The gallery occupies several rooms at the University of Edinburgh’s Old College, all housed in a grand neoclassical hall (originally constructed to be the home of the university’s Museum of Natural History). The Old College itself was designed by Robert Adam and William Playfair, with construction beginning during the early 19th century.
However, the building process was slow and intermittent, which resulted in the structure remaining under construction until 1827 under the sole supervision of Playfair.
The neoclassical hall of the Talbot Rice Gallery is considered a sibling of sorts to the University’s Playfair Library (also designed by William Playfair).

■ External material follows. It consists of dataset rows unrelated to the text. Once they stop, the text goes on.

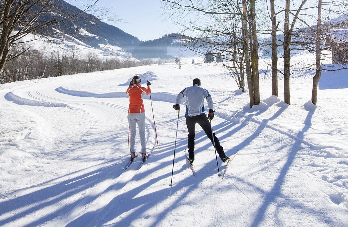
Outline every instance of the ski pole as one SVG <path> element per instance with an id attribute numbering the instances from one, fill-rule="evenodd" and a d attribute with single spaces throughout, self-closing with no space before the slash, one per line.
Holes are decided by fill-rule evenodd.
<path id="1" fill-rule="evenodd" d="M 127 150 L 129 149 L 129 128 L 130 127 L 130 126 L 128 126 L 128 147 L 127 148 Z"/>
<path id="2" fill-rule="evenodd" d="M 176 123 L 176 134 L 175 135 L 175 144 L 174 144 L 174 157 L 173 158 L 173 167 L 172 169 L 172 180 L 171 180 L 171 184 L 169 185 L 169 186 L 172 187 L 173 186 L 172 184 L 172 183 L 173 182 L 173 172 L 174 172 L 174 160 L 175 160 L 175 148 L 176 147 L 176 136 L 177 135 L 177 126 L 179 125 L 179 113 L 180 112 L 180 110 L 177 111 L 177 123 Z"/>
<path id="3" fill-rule="evenodd" d="M 209 118 L 209 123 L 210 123 L 210 128 L 212 129 L 212 138 L 213 139 L 213 144 L 214 146 L 214 150 L 215 151 L 215 157 L 216 159 L 216 165 L 217 165 L 217 172 L 219 172 L 219 174 L 217 175 L 219 177 L 221 176 L 221 174 L 220 174 L 220 170 L 219 169 L 219 163 L 217 162 L 217 156 L 216 155 L 216 148 L 215 147 L 215 140 L 214 139 L 214 134 L 213 133 L 213 127 L 212 126 L 212 120 L 210 119 L 210 118 Z"/>
<path id="4" fill-rule="evenodd" d="M 148 81 L 149 80 L 148 80 Z M 157 138 L 157 132 L 156 131 L 156 123 L 155 122 L 155 115 L 153 115 L 153 108 L 152 107 L 152 100 L 151 100 L 151 94 L 150 94 L 150 102 L 151 103 L 151 109 L 152 111 L 152 117 L 153 118 L 153 125 L 155 125 L 155 132 L 156 134 L 156 140 L 157 140 L 157 149 L 159 149 L 159 146 L 158 146 L 158 139 Z"/>

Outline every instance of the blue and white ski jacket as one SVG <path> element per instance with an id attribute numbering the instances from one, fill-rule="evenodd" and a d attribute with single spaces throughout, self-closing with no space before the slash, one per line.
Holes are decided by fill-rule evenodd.
<path id="1" fill-rule="evenodd" d="M 176 96 L 176 104 L 180 104 L 181 100 L 186 98 L 186 117 L 192 117 L 205 114 L 204 99 L 207 99 L 209 109 L 213 109 L 213 99 L 208 91 L 198 84 L 187 87 Z"/>

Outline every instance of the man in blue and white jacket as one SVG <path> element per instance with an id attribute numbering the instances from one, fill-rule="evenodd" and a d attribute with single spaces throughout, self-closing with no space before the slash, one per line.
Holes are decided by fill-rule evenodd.
<path id="1" fill-rule="evenodd" d="M 180 109 L 180 104 L 184 97 L 186 99 L 186 125 L 189 131 L 187 135 L 187 148 L 189 149 L 189 162 L 192 163 L 195 159 L 195 137 L 196 132 L 195 127 L 196 123 L 198 123 L 204 130 L 208 138 L 210 139 L 214 145 L 213 138 L 216 151 L 220 158 L 224 162 L 230 160 L 225 154 L 223 148 L 220 144 L 219 139 L 215 136 L 215 133 L 212 134 L 212 129 L 208 119 L 211 120 L 214 117 L 214 112 L 213 110 L 213 100 L 208 91 L 200 87 L 200 80 L 196 78 L 193 80 L 192 87 L 187 87 L 178 94 L 175 104 L 173 108 L 176 110 Z M 204 99 L 207 99 L 209 112 L 208 118 L 206 115 L 204 108 Z"/>

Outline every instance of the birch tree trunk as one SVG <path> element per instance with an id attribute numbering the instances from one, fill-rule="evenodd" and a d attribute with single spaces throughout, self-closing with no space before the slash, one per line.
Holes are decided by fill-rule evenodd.
<path id="1" fill-rule="evenodd" d="M 252 49 L 251 52 L 251 72 L 253 77 L 254 87 L 254 104 L 260 103 L 260 76 L 259 74 L 259 44 L 256 31 L 256 19 L 255 13 L 255 0 L 251 0 L 250 3 L 250 16 L 249 23 L 251 30 L 252 39 Z"/>
<path id="2" fill-rule="evenodd" d="M 321 36 L 322 33 L 322 0 L 318 0 L 318 21 L 317 23 L 316 56 L 315 58 L 315 76 L 313 77 L 313 87 L 312 89 L 312 102 L 317 104 L 318 92 L 318 84 L 321 76 L 321 62 L 320 55 L 321 54 Z"/>
<path id="3" fill-rule="evenodd" d="M 250 108 L 255 104 L 254 96 L 254 88 L 253 86 L 253 79 L 250 67 L 250 58 L 249 56 L 249 36 L 248 31 L 248 25 L 246 23 L 247 18 L 246 14 L 246 0 L 242 0 L 243 15 L 242 17 L 242 30 L 243 30 L 243 40 L 244 42 L 244 55 L 245 59 L 245 69 L 246 72 L 246 78 L 249 90 L 249 97 L 250 101 Z"/>
<path id="4" fill-rule="evenodd" d="M 278 96 L 278 56 L 277 52 L 277 29 L 278 25 L 274 9 L 274 0 L 270 0 L 272 22 L 272 95 Z"/>

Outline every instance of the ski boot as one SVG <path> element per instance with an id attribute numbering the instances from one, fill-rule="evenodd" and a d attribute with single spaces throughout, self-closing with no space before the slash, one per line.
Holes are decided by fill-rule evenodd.
<path id="1" fill-rule="evenodd" d="M 227 156 L 226 155 L 225 155 L 224 157 L 220 157 L 220 158 L 221 158 L 221 161 L 224 162 L 226 162 L 228 161 L 230 161 L 230 158 L 227 157 Z"/>
<path id="2" fill-rule="evenodd" d="M 144 153 L 141 153 L 141 156 L 143 157 L 143 160 L 145 161 L 146 160 L 146 152 L 144 152 Z"/>

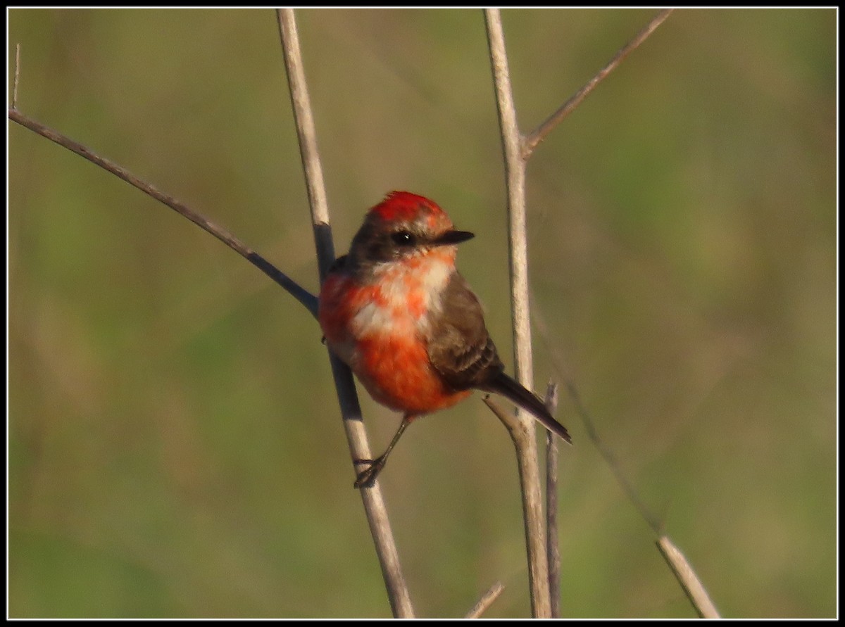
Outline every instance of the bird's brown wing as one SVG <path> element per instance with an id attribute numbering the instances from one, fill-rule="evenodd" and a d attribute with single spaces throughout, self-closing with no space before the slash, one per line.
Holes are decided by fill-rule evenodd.
<path id="1" fill-rule="evenodd" d="M 481 304 L 457 272 L 446 286 L 441 308 L 432 320 L 428 359 L 446 384 L 455 390 L 477 388 L 500 394 L 571 443 L 566 428 L 554 419 L 542 401 L 504 373 L 484 326 Z"/>
<path id="2" fill-rule="evenodd" d="M 449 280 L 440 311 L 431 320 L 428 359 L 454 390 L 484 387 L 504 368 L 484 326 L 481 303 L 458 272 Z"/>

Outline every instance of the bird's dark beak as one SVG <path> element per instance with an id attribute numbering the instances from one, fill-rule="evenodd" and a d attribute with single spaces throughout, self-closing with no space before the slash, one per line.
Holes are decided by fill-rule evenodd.
<path id="1" fill-rule="evenodd" d="M 447 231 L 435 239 L 434 243 L 437 246 L 451 246 L 472 239 L 474 237 L 475 233 L 471 233 L 469 231 Z"/>

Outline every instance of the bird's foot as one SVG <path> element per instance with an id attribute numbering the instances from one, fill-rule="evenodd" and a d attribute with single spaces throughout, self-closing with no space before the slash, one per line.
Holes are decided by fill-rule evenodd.
<path id="1" fill-rule="evenodd" d="M 384 467 L 384 456 L 374 460 L 355 460 L 355 463 L 369 465 L 358 473 L 357 478 L 355 479 L 355 488 L 371 488 L 381 469 Z"/>

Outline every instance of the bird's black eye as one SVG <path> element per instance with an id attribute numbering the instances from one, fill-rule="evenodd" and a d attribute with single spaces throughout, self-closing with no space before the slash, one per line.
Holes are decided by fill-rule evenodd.
<path id="1" fill-rule="evenodd" d="M 417 243 L 417 237 L 410 231 L 397 231 L 390 235 L 390 239 L 396 246 L 413 246 Z"/>

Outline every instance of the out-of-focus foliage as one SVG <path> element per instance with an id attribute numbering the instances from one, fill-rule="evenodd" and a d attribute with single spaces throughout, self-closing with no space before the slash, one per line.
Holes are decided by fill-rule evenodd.
<path id="1" fill-rule="evenodd" d="M 504 11 L 523 129 L 653 13 Z M 477 233 L 459 262 L 507 356 L 482 13 L 297 17 L 338 250 L 385 192 L 433 198 Z M 8 19 L 22 111 L 316 291 L 272 11 Z M 575 381 L 726 616 L 836 613 L 836 52 L 835 9 L 677 11 L 528 168 L 537 387 Z M 10 614 L 388 616 L 315 322 L 8 134 Z M 363 397 L 379 448 L 396 417 Z M 559 414 L 565 615 L 693 616 L 565 395 Z M 420 615 L 496 580 L 488 615 L 528 613 L 513 453 L 477 398 L 416 423 L 383 483 Z"/>

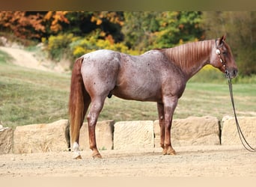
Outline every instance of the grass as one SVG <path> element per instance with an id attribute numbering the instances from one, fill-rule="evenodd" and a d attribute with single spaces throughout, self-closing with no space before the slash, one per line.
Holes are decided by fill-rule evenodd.
<path id="1" fill-rule="evenodd" d="M 67 119 L 70 75 L 52 73 L 14 66 L 0 52 L 0 121 L 14 127 Z M 220 73 L 218 73 L 222 75 Z M 195 79 L 200 79 L 195 77 Z M 233 116 L 227 81 L 201 83 L 192 80 L 180 99 L 174 118 L 189 116 Z M 256 84 L 234 84 L 238 116 L 256 116 Z M 99 120 L 157 119 L 156 104 L 106 99 Z"/>

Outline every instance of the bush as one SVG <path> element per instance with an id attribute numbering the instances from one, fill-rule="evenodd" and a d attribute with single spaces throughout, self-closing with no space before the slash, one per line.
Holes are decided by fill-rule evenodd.
<path id="1" fill-rule="evenodd" d="M 46 48 L 49 58 L 57 61 L 59 61 L 63 58 L 67 58 L 67 55 L 70 53 L 70 43 L 72 43 L 73 40 L 74 40 L 73 34 L 50 36 Z M 44 43 L 46 42 L 46 40 L 44 40 Z"/>

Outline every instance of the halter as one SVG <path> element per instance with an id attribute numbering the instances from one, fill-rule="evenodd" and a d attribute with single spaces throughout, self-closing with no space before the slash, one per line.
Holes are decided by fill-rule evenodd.
<path id="1" fill-rule="evenodd" d="M 225 67 L 225 73 L 226 73 L 226 77 L 229 78 L 230 75 L 229 75 L 229 72 L 227 70 L 227 67 L 225 64 L 225 61 L 224 61 L 222 58 L 222 56 L 220 55 L 221 52 L 219 49 L 218 45 L 217 45 L 217 39 L 215 40 L 215 43 L 216 43 L 216 54 L 218 55 L 219 58 L 219 61 L 221 62 L 221 64 L 222 64 L 222 66 Z"/>

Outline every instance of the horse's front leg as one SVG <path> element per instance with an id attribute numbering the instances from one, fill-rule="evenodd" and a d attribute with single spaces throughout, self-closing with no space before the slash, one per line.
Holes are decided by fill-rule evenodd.
<path id="1" fill-rule="evenodd" d="M 171 128 L 174 111 L 177 104 L 177 97 L 165 96 L 163 98 L 165 113 L 165 144 L 162 153 L 164 155 L 175 155 L 176 152 L 171 147 Z"/>
<path id="2" fill-rule="evenodd" d="M 164 105 L 162 102 L 157 102 L 158 118 L 160 126 L 160 146 L 165 148 L 165 112 Z"/>
<path id="3" fill-rule="evenodd" d="M 90 149 L 93 151 L 92 156 L 94 158 L 100 158 L 102 156 L 97 148 L 96 135 L 95 135 L 95 126 L 99 117 L 99 114 L 103 107 L 103 98 L 98 98 L 92 100 L 91 107 L 89 114 L 87 117 L 88 123 L 88 132 L 89 132 L 89 144 Z"/>

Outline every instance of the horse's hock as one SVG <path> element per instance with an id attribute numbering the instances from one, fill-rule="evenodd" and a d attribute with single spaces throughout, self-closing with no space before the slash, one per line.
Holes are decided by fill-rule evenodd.
<path id="1" fill-rule="evenodd" d="M 241 117 L 238 120 L 247 141 L 253 147 L 256 146 L 256 117 Z M 174 120 L 171 143 L 174 148 L 220 145 L 220 139 L 223 145 L 241 144 L 234 117 L 223 117 L 222 128 L 219 123 L 216 117 L 210 116 Z M 2 127 L 0 154 L 67 150 L 65 129 L 67 125 L 67 120 L 61 120 L 48 124 L 17 126 L 16 129 Z M 96 135 L 98 148 L 102 150 L 159 147 L 158 120 L 98 122 Z M 86 123 L 80 129 L 80 148 L 89 149 Z"/>
<path id="2" fill-rule="evenodd" d="M 160 147 L 159 120 L 154 122 L 155 146 Z M 220 144 L 219 120 L 216 117 L 189 117 L 172 121 L 171 139 L 174 147 Z"/>

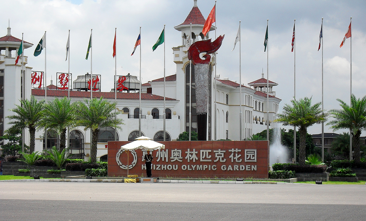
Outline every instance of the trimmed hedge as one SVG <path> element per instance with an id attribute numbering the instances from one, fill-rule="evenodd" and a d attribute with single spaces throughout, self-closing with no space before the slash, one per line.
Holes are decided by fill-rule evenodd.
<path id="1" fill-rule="evenodd" d="M 272 165 L 273 171 L 291 171 L 295 173 L 325 173 L 326 165 L 305 165 L 300 166 L 293 164 L 274 164 Z"/>
<path id="2" fill-rule="evenodd" d="M 64 169 L 48 169 L 47 173 L 48 174 L 61 174 L 61 171 L 64 170 Z"/>
<path id="3" fill-rule="evenodd" d="M 108 176 L 107 170 L 104 169 L 87 169 L 85 170 L 85 176 L 106 177 Z"/>
<path id="4" fill-rule="evenodd" d="M 330 166 L 332 168 L 359 168 L 366 169 L 366 162 L 361 161 L 359 163 L 354 160 L 333 160 L 330 163 Z"/>
<path id="5" fill-rule="evenodd" d="M 34 162 L 33 166 L 56 166 L 56 164 L 53 161 L 49 159 L 38 160 Z"/>
<path id="6" fill-rule="evenodd" d="M 99 167 L 98 164 L 91 164 L 86 162 L 82 163 L 74 163 L 67 164 L 65 166 L 67 171 L 84 171 L 87 169 L 97 169 Z"/>
<path id="7" fill-rule="evenodd" d="M 268 171 L 268 178 L 270 179 L 285 179 L 294 178 L 295 171 Z"/>

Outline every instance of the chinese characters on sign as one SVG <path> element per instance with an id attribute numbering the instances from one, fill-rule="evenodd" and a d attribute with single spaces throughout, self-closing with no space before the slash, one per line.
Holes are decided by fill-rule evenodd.
<path id="1" fill-rule="evenodd" d="M 90 76 L 90 75 L 88 75 L 88 76 Z M 100 90 L 100 87 L 99 87 L 100 88 L 98 88 L 98 87 L 97 87 L 97 83 L 98 83 L 98 82 L 99 82 L 99 78 L 98 76 L 98 75 L 95 75 L 95 76 L 96 76 L 96 78 L 95 79 L 94 79 L 94 75 L 93 75 L 93 77 L 92 79 L 92 80 L 90 80 L 90 79 L 89 79 L 89 80 L 88 80 L 88 82 L 87 82 L 88 85 L 88 89 L 89 90 L 90 90 L 91 82 L 92 81 L 93 82 L 92 83 L 91 83 L 91 84 L 92 85 L 93 90 L 93 91 L 98 91 L 98 90 Z M 99 76 L 100 76 L 100 75 L 99 75 Z"/>
<path id="2" fill-rule="evenodd" d="M 117 85 L 117 90 L 121 91 L 124 90 L 128 90 L 128 89 L 123 85 L 123 83 L 126 80 L 126 76 L 120 76 L 118 78 Z"/>
<path id="3" fill-rule="evenodd" d="M 58 90 L 67 90 L 68 89 L 69 81 L 72 82 L 71 78 L 72 74 L 69 74 L 67 73 L 56 73 L 57 75 L 57 79 L 59 80 L 57 82 L 56 86 L 57 87 Z"/>
<path id="4" fill-rule="evenodd" d="M 40 89 L 43 83 L 43 72 L 34 71 L 31 74 L 31 80 L 33 88 Z"/>

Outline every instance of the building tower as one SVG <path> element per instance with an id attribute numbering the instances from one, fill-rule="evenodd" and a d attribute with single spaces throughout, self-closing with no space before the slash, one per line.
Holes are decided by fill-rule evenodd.
<path id="1" fill-rule="evenodd" d="M 190 73 L 190 67 L 189 60 L 188 58 L 188 52 L 185 45 L 187 42 L 187 37 L 189 35 L 191 24 L 192 24 L 192 33 L 191 33 L 193 42 L 197 41 L 207 40 L 209 38 L 209 32 L 206 36 L 203 36 L 202 33 L 202 29 L 205 25 L 206 19 L 202 15 L 202 13 L 197 6 L 197 0 L 194 0 L 193 7 L 184 20 L 182 24 L 174 27 L 177 30 L 182 33 L 182 45 L 173 48 L 173 53 L 174 55 L 174 61 L 176 64 L 177 82 L 184 82 L 185 83 L 177 84 L 177 100 L 184 101 L 184 104 L 180 102 L 179 108 L 184 110 L 184 124 L 181 124 L 180 128 L 181 131 L 189 131 L 189 85 Z M 211 27 L 210 31 L 214 30 L 214 27 Z M 212 67 L 215 63 L 214 57 L 212 56 L 210 63 L 209 73 L 209 81 L 211 82 L 209 88 L 209 94 L 212 94 Z M 191 69 L 191 113 L 192 116 L 191 130 L 197 131 L 197 113 L 196 111 L 195 90 L 194 82 L 194 68 L 192 65 Z M 184 93 L 182 93 L 184 91 Z M 209 95 L 208 101 L 208 136 L 209 140 L 212 139 L 212 128 L 213 121 L 212 114 L 212 96 Z"/>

While the Library is only open to students and for special events, Talbot Rice Gallery is open to all and free to visit. Inside the gallery, both modern art and classical style share the same space. The gallery also hosts artist residencies and outreach programs.
Know Before You Go
The gallery is regularly open from 10 a.m. to 5 p.m. Tuesday through Friday and Saturdays from noon to 5 p.m. It opens on Sundays and Mondays seasonally and times can be found on their website. Entrance is free.
The grassy quad adjacent to the eastern entrance to the gallery has several unique features. In the northeastern corner once housed the nefarious Dr. Knox's operating theatre. He was the physician responsible for funding the notorious killing spree by the infamous serial murders Burke and Hare.
Along the western wall are a set of steps and a balcony that leads up to one of the museum's entrances. It is at the top of this staircase that the actor James Mason, addressing a large enthusiastic crowd, gave a rallying speech at the end of the 1959 classic Jules Verne film, Journey to the Center of the Earth.